When an ex-con kills a 71 year old REALTOR® in Wisconsin just because her innocent question made him mad, it's no wonder St. Paul real estate agents are taking more safety precautions. Read the story here.
Safety tips used by agents are becoming more common:
- Do not show vacant properties alone unless you know your customers. This applies to both men and women as men can be overpowered as well. A male California real estate agent was kidnapped at gunpoint to get his electronic key to open listed houses with the electronic lock boxes. When I meet a customer for the first time at a home, I bring a trusted colleague or my husband to stay in the car in case I don't return.
- Record the names, number, description and license number of a customer you are meeting at a home for the first time. I call these details into my broker's voicemail. If someone accosts me, there is at least a modicum of information for the police to use to get the perpetrator back!
- Carry my cell phone into the house with me and have 911 programmed at the touch of a button.
- Never have an open house alone. The decrease in new buyer clients obtained through open houses and the increase in crime associated with opens is the basis for many St. Paul agents discontinuing the practice.
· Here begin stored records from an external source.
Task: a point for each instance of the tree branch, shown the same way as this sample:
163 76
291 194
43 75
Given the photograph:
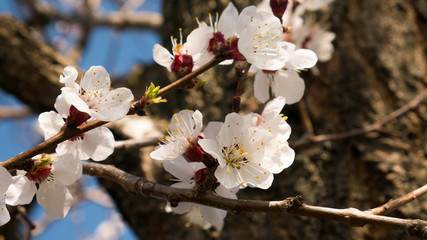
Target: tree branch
308 140
117 19
391 205
293 205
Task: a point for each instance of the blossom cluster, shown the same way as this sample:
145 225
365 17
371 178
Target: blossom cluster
242 151
257 36
48 177
278 42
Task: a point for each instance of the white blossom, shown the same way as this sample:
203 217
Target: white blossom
260 34
201 215
52 192
239 149
93 96
186 127
5 181
96 144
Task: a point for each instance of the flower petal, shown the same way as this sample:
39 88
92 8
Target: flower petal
114 105
179 168
55 198
70 76
50 123
287 83
162 56
167 151
301 59
67 169
5 180
98 143
262 86
21 191
212 147
227 23
95 79
4 214
69 97
273 108
212 129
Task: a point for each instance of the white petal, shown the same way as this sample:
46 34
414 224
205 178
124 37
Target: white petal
245 18
4 214
231 129
273 108
227 23
70 76
225 192
5 180
67 98
98 143
67 169
212 129
95 79
288 84
228 176
197 41
72 147
114 105
301 59
162 56
256 176
283 158
50 123
262 86
168 151
21 191
179 168
212 147
55 198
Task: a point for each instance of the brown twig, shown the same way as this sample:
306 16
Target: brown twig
128 145
241 76
116 19
180 82
377 126
293 205
67 133
14 112
393 204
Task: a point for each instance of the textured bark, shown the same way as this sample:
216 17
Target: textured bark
380 63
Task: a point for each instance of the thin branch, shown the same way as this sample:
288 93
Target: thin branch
67 133
293 205
182 81
377 126
391 205
14 112
241 76
117 19
128 145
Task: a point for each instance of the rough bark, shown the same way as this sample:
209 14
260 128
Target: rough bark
380 63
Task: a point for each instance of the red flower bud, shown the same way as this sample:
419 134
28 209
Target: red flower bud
278 7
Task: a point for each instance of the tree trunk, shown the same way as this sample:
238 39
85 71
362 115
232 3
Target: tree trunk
380 63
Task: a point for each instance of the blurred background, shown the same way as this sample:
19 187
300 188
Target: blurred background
379 64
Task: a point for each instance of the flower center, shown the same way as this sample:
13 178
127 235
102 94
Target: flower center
41 170
235 155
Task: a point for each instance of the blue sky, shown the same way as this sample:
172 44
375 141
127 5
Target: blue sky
117 51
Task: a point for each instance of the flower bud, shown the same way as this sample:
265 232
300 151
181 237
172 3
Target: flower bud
182 65
278 7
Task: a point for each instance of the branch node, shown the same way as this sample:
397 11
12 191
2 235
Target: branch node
145 187
173 200
417 230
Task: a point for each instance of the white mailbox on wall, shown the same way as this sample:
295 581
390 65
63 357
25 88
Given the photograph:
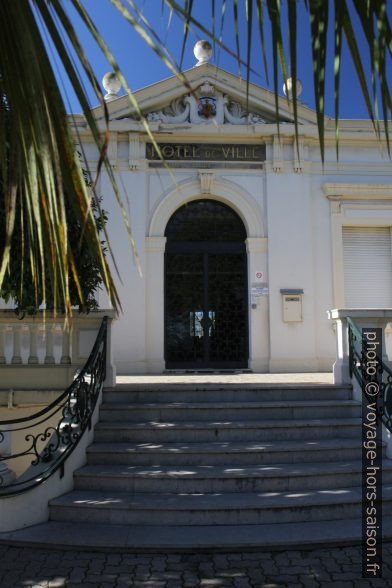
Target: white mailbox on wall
292 305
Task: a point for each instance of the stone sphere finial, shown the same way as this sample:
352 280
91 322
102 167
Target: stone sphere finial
288 88
202 51
111 84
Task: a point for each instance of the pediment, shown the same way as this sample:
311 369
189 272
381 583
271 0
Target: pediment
217 97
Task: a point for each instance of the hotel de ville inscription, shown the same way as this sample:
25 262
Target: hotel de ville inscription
207 152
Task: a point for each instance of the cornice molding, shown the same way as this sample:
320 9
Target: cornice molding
353 191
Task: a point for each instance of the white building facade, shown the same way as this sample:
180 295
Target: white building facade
243 241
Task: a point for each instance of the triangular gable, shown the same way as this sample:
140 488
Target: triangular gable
218 96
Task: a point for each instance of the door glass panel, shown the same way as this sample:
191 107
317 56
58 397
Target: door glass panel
227 293
184 299
206 312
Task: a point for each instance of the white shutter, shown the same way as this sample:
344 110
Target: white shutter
367 258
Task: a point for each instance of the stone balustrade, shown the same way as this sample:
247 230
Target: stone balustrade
44 351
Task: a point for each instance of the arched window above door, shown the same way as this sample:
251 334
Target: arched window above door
205 220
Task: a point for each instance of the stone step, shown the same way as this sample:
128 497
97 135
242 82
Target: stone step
224 393
204 431
207 411
224 453
209 479
212 509
212 538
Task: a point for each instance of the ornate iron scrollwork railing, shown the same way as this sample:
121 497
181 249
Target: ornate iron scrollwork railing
52 434
358 369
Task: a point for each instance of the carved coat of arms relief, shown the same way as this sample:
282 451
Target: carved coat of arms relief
205 106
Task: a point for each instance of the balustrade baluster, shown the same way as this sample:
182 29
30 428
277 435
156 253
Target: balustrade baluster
33 330
49 357
2 343
16 354
66 344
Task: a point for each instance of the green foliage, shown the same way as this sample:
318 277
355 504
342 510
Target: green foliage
19 285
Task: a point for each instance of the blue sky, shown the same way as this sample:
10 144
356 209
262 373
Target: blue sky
142 67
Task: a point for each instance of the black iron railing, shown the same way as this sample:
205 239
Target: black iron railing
48 437
358 369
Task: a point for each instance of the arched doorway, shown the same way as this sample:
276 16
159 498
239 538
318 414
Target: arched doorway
206 311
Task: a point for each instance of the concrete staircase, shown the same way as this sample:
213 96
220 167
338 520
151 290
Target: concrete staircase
217 467
187 466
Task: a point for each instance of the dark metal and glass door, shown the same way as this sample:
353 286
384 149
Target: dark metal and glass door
206 318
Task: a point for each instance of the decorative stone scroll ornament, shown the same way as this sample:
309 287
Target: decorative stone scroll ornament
205 107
- Let customers precede you into a house and the rooms in the house. Personally, I'd never be able to outrun a perpetrator. If my gut suspects something, I'm not going in! I would rather be alive and wrong while I lose a future client than dead because I didn't want to lose that commission!
- Carry some form of pepper spray or mace in my pocket. Good idea, but my pockets are already full of electronic key, car keys, MLS listing sheets, my cheat sheet of combinations for the tour, business cards, phone, daily planner, and sometimes a huge flashlight. I don't think there's room for that pepper spray. I think I'll whack the perpetrator with the flashlight!
- One of the REALTOR® safety tips is to pay attention to exits. Personally, I generalize that to PAY ATTENTION PERIOD!
- Don't assume women customers are safer than men. Frankly, I think women fight meaner and dirtier than men and wouldn't care to be the victim of either! Besides, there may be a partner waiting by the scheduled house.
- There always a struggle between leaving the front door unlocked during a showing (easy exit when escaping or easy entrance for bad guys) or not. Because of discrimination laws, an agent cannot lock the front door while showing a house in one neighborhood and leave it open in another. That can be perceived as discriminatory or giving a message about the neighborhood to the client. Some agents choose to leave the key in the front door so they don't forget and lock it in the house. Others choose to lock the door. There are pros and cons to each system.
- Leaving a proposed schedule and the contact info for who you are meeting with a family member or colleague is wise. Checking in after the showings are finished is a good policy. When there is no check-in your trusted person knows when to call the police.
The last point on my proposed safety procedures list has a funny story attached to it. Early in my career cell phones were not common (I know I'm older than dirt!) but my broker's policy was that ALL of his agents would check in by phone after their open houses. My open house was in a vacant HUD home where I spent the afternoon killing mice with a broom. My pre-occupation with getting some shopping done on the way home distracted me from making the prescribed check-in call. When I finally remembered to stop at a pay phone, my husband informed me I had been given 15 more minutes and the two of them were going to call the cops! That was the last time I "forgot" to check in when done with my St. Paul real estate business! I can't imagine my embarrassment if I had been pulled over by the cops as a "missing person"!
Perfect article! I am member of West Toronto realtor team. I feel safe when visiting houses in "my" territory, but I know some of my colleagues have to deal in let's say less "popular" neighbourhoods and they are always keeping their eye in attention. Especially some buyers may have really overestimated ideas of their's property value and that's easy way to begin a conflict...
Posted by: West Toronto realtor | April 07, 2008 at 03:31 AM
Those are really useful advice. Being an agent myself I'll keep this point in my mind.